My ICU has been unusually busy and completely filled at all times for months now. Admitting a patient and transferring them out 6 hours later, to receive yet another admit who is sicker than the first patient, is becoming more and more frequent. So we are all feeling the pressure and the pace, and anything that exacerbates the stress is something we try like hell to fix.
For me, it’s patient agitation. Pulling on restraints, trying to reach the ETT, and triggering vent alarms all over the place makes me agitated. Sure, we have our propofol and Versed and fentanyl and Ativan, but it doesn’t always work when you are trying to walk the line between undersedation and oversedation, a decent BP versus one that’s in the toilet.

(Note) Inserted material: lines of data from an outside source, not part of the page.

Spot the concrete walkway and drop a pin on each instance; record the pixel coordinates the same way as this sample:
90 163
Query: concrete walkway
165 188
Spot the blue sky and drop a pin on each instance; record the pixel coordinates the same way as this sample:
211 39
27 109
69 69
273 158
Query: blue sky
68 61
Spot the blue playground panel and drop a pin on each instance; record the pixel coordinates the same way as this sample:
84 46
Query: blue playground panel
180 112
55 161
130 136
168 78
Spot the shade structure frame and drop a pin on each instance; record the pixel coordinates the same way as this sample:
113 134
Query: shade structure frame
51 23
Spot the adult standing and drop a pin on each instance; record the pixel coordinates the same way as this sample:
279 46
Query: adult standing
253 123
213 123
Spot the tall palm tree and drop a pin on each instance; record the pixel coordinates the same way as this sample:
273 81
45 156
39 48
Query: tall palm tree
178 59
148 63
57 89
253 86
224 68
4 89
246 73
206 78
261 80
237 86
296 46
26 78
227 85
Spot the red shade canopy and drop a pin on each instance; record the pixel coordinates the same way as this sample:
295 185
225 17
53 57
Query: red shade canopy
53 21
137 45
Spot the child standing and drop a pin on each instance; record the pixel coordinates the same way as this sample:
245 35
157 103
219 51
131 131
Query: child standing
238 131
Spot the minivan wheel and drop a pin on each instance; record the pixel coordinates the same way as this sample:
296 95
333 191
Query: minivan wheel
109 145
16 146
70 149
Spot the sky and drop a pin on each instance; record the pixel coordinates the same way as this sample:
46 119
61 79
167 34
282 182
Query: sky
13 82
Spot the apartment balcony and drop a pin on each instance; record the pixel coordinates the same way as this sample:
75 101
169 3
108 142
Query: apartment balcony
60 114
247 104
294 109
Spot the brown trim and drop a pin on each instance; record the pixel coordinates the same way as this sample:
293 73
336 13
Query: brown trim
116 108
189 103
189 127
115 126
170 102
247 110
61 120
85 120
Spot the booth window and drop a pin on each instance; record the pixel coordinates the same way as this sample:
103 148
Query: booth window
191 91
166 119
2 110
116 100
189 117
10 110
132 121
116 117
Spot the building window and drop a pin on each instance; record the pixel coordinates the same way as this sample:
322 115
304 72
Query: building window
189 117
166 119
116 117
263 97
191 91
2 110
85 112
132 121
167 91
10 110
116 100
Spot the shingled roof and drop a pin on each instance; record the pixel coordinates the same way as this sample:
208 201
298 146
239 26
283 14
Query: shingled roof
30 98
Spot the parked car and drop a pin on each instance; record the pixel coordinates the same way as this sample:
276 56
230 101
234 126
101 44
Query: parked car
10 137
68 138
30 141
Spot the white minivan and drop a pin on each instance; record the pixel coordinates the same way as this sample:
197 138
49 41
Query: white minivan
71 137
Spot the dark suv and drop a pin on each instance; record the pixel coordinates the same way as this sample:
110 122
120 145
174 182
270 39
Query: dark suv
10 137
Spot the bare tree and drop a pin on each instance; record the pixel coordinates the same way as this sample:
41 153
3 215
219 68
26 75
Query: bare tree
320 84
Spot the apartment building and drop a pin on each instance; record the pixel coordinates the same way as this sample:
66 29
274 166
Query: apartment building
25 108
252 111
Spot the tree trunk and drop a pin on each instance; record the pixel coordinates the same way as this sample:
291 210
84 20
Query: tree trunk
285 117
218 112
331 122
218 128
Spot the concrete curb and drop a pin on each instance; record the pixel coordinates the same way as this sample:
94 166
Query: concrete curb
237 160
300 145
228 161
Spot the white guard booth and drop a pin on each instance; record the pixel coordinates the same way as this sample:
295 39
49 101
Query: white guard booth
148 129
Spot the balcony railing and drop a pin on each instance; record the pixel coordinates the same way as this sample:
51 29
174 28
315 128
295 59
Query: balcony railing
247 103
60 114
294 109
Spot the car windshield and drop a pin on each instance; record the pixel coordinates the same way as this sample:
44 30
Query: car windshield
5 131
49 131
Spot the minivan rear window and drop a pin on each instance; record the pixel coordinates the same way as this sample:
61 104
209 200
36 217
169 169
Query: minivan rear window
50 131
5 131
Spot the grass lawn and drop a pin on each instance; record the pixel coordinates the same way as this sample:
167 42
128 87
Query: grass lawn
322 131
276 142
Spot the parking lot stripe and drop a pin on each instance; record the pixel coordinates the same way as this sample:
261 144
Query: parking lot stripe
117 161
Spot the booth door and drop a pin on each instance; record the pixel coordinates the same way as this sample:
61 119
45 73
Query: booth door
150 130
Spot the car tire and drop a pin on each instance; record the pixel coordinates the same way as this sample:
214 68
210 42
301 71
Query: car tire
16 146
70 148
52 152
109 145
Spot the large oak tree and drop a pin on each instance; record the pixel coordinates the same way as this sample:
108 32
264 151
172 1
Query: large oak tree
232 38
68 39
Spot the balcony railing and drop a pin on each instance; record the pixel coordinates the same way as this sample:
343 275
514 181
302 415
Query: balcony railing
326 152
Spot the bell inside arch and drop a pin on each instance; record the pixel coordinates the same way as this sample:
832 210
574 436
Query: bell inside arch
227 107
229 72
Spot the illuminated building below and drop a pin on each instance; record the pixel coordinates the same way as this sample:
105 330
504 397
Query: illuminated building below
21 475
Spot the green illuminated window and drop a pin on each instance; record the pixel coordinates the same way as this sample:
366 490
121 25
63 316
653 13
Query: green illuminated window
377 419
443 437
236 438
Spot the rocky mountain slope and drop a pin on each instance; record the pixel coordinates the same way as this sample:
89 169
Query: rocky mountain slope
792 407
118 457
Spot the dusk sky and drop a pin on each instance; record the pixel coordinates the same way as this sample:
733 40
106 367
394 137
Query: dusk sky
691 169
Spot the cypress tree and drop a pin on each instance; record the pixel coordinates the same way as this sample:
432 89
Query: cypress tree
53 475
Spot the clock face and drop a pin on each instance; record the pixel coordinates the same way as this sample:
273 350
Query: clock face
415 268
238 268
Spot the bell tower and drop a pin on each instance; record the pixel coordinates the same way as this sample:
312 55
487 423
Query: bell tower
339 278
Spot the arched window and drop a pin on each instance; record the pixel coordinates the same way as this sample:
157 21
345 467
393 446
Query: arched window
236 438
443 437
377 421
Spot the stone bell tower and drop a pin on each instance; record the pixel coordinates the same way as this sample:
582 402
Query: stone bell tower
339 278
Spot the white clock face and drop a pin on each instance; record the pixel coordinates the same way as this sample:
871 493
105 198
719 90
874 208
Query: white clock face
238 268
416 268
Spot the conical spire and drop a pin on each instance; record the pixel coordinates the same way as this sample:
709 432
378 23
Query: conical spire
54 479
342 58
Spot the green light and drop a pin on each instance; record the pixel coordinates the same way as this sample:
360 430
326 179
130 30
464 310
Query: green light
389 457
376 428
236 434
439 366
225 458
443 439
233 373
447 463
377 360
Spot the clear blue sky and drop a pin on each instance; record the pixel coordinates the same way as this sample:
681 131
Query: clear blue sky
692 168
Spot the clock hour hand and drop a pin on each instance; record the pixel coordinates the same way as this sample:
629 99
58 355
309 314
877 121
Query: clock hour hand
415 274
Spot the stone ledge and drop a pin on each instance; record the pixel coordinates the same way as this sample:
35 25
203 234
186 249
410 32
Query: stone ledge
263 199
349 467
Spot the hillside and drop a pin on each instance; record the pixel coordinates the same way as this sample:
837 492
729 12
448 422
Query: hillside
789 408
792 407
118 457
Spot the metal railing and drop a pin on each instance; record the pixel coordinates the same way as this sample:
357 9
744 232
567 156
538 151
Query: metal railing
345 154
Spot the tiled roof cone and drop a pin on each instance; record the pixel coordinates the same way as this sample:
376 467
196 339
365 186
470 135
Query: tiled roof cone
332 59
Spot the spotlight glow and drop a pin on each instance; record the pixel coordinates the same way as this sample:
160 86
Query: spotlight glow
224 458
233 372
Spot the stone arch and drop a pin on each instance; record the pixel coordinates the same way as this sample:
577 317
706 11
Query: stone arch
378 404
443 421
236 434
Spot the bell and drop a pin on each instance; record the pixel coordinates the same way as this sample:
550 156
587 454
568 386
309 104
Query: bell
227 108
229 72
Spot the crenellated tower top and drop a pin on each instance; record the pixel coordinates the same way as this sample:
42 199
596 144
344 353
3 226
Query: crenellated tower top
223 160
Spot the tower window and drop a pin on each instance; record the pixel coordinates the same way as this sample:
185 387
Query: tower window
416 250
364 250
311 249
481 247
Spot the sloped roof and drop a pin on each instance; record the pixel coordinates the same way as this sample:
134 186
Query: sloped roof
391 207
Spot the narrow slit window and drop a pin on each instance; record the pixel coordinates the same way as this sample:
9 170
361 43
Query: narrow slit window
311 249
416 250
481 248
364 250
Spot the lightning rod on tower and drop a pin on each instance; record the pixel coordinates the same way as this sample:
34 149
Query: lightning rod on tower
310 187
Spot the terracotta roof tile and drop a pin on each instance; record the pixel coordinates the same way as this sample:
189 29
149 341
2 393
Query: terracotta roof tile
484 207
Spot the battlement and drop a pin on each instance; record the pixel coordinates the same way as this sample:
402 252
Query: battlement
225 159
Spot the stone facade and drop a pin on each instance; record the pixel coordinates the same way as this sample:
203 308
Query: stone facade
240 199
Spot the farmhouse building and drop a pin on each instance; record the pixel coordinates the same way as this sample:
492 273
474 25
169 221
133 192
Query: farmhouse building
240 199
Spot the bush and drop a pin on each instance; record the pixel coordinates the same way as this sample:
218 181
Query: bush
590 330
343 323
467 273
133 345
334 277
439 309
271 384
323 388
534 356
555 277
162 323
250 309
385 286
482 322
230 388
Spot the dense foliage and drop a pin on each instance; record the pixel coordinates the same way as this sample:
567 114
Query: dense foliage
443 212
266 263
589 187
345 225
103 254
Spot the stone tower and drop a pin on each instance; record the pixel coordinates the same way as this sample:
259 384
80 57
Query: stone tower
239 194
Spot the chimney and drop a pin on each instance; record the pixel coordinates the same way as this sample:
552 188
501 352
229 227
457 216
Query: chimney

For the past 2 nights, I have taken care of a respiratory failure/pneumonia patient, who is elderly and has some degree of dementia. She’s been lightly sedated with a Versed drip, but has frequent breakthrough agitation, where she gets very close to extubating herself. Now, most vented patients are scared in my opinion, but I kept getting a very strong feeling that this little lady was way beyond scared. She would refuse to open her eyes, although she was able to. PERRL @ 3mm, followed simple commands at times. She would calm somewhat with reassurance and holding her hand, but she wouldn’t open her eyes, keeping them tightly shut. Having no other way to make contact with her other than verbal and physical reassurance, I decided she and I had to make some sort of eye contact. I leaned over the bed and opened her eyelids, and looking into her eyes, said, “Hi there….I’m Kelley, and I’m your nurse tonight.” She kept the eye contact and stopped flailing. She tracked me with her eyes, with me still holding them open. “Do you know that you are in the hospital?” She shook her head “no”. I explained the tubes and the vent and the wrist restraints, and she would nod yes or no as I asked her questions. No, she was not in pain, and yes, she was warm enough. I let go of her lids and asked her to open them for me, and she peered out through slightly opened eyelids. I thought to myself that this was a lady who is so afraid of what’s happening that she’d rather just shut out any visual input, and slam those eyelids closed and thrash around. And I had been considering increasing the Versed before this, truth be told. (Remember what I said about agitated patients…an agitated patient frequently equals an agitated ME!) But she was better after that–she would still thrash at times, but now she would calm down a lot quicker just with verbal reassurances. I still pulled back her lids at times to talk to her, because I need to make that kind of contact just as much as she needs to receive it. I don’t tell you all this so you think, “Wow, what a sensitive nurse! Bully for her!” It just made me feel I had done something for this lady that she really needed. Fess up, people, we all need our warm fuzzies from time to time. We couldn’t continue this kind of work if we didn’t get them–at least I couldn’t.